This past summer, my family was in the midst of uncertain times. I had lost my job at the private school where my sons attended. Without the employee discount, we could no longer afford to send them to the school they had gone to since kindergarten. They were heartbroken. To try and cheer everyone up, I took them to see the new Disney movie "Inside Out". I thought it would be a light-hearted distraction and maybe give the boys and me something to laugh about, but then the scene in the video above came on the screen. While Bing Bong mourned the loss of his childhood friendship with Riley, my sons and I sat in the theater holding hands and crying. On the way home, my son, Johnny, said, "Mom, when you first lost your job, my sadness took over, but now, I think my joy is coming back." It was as if taking that moment in theater freed him up to feel happy again, to move on into our new normal.
In May 2010, my hometown of Nashville, experienced a devastating flood. The neighborhoods around the Youth Center that my husband and I directed were destroyed. We partnered with non-profits and churches to open an emergency shelter out of our gym, serving meals and collecting supplies. We took in dear friends whose homes had been flooded. I kept busy sorting through donations, washing clothes for flood victims, and delivering food, but as I kept moving from one job to the next, inside I felt sad, scared, confused, overwhelmed, and even guilty because our home remained standing while homes two streets behind us were gone. One busy morning, I stopped by my friend Velma's house to pick up food she had prepared for one of the community meals. I left my car running while I quickly stepped inside her door. When she asked me "How are you?", I started to answer "I'm fi---", but the tears took over to the point that I could barely speak. Embarrassed, I uttered, "I'm sorry I'm crying". Velma reached out and hugged me. She rubbed my back and whispered, "It's ok...take your moment...sometimes you just have to take your moment". So I did, and after that moment, I was able to focus and move forward.
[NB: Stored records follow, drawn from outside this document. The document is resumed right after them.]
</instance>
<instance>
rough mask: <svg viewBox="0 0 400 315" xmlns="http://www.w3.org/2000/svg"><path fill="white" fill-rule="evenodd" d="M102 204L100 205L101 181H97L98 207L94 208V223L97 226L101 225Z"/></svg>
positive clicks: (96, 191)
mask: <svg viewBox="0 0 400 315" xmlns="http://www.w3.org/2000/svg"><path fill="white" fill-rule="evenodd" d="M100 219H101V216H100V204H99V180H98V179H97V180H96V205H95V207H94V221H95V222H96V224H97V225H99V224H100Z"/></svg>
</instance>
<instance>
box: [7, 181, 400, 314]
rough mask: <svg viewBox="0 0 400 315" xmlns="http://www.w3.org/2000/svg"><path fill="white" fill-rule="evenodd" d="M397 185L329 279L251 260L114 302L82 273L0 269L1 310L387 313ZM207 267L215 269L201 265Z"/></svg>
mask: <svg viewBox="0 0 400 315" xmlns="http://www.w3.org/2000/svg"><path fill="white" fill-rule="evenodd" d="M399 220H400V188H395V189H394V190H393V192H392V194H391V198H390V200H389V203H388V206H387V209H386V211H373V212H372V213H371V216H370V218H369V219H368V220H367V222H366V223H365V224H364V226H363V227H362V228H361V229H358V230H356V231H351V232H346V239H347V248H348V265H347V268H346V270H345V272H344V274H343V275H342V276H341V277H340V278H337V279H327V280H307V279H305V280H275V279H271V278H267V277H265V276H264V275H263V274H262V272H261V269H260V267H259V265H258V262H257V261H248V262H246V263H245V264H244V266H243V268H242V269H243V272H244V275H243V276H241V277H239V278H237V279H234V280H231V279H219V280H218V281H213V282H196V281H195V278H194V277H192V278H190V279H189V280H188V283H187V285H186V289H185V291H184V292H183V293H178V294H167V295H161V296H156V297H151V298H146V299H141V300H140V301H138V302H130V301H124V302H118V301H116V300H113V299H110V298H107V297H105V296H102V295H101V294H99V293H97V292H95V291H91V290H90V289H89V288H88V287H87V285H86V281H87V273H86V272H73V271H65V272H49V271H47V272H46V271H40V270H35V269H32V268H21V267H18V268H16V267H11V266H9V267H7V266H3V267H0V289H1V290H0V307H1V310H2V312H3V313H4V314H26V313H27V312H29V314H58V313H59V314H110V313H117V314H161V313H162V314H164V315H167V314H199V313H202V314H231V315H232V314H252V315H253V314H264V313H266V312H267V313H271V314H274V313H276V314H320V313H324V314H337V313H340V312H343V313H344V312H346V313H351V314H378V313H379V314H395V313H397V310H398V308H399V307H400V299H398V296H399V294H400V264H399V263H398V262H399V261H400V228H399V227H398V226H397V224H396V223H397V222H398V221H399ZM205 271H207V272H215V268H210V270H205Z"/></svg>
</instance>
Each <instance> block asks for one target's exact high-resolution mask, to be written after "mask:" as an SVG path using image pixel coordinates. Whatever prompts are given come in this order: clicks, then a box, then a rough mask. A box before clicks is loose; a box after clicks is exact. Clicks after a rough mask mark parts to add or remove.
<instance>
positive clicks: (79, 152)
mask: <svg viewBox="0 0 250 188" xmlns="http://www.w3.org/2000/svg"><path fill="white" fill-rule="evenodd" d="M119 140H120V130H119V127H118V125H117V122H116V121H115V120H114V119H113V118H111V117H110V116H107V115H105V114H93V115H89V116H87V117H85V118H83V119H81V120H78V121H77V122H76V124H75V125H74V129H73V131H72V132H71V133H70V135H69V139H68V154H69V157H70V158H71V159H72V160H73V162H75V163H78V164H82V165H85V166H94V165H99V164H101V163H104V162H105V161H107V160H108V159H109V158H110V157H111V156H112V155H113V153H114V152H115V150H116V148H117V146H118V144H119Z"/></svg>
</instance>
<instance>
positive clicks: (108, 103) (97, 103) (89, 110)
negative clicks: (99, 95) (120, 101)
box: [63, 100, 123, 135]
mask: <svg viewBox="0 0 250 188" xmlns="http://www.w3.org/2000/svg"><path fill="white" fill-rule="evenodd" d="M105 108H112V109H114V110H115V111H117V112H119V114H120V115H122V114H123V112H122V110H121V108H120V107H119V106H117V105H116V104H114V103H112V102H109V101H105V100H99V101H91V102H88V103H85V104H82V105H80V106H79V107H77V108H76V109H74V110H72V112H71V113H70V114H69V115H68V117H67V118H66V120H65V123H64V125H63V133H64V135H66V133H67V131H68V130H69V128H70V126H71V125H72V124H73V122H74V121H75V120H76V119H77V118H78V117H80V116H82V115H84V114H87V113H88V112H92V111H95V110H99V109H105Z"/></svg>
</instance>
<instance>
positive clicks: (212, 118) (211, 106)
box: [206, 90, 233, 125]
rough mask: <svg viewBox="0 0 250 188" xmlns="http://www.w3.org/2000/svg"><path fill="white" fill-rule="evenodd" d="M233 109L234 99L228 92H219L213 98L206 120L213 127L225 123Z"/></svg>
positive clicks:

Sometimes you just need to take the moment ----to cry, to rage, to feel, to breathe, and by doing that, you allow yourself to get back to living. Unfortunately taking the moment is not something we are wired to do. It has to be learned and re-learned which means at times, you have to be the one who gives the moment ----to your spouse, your children, your friend, your co-worker, your student. By providing that safe harbor for those around you where they can feel and speak openly without fear of judgement or reproof, you give them the fuel needed to press on.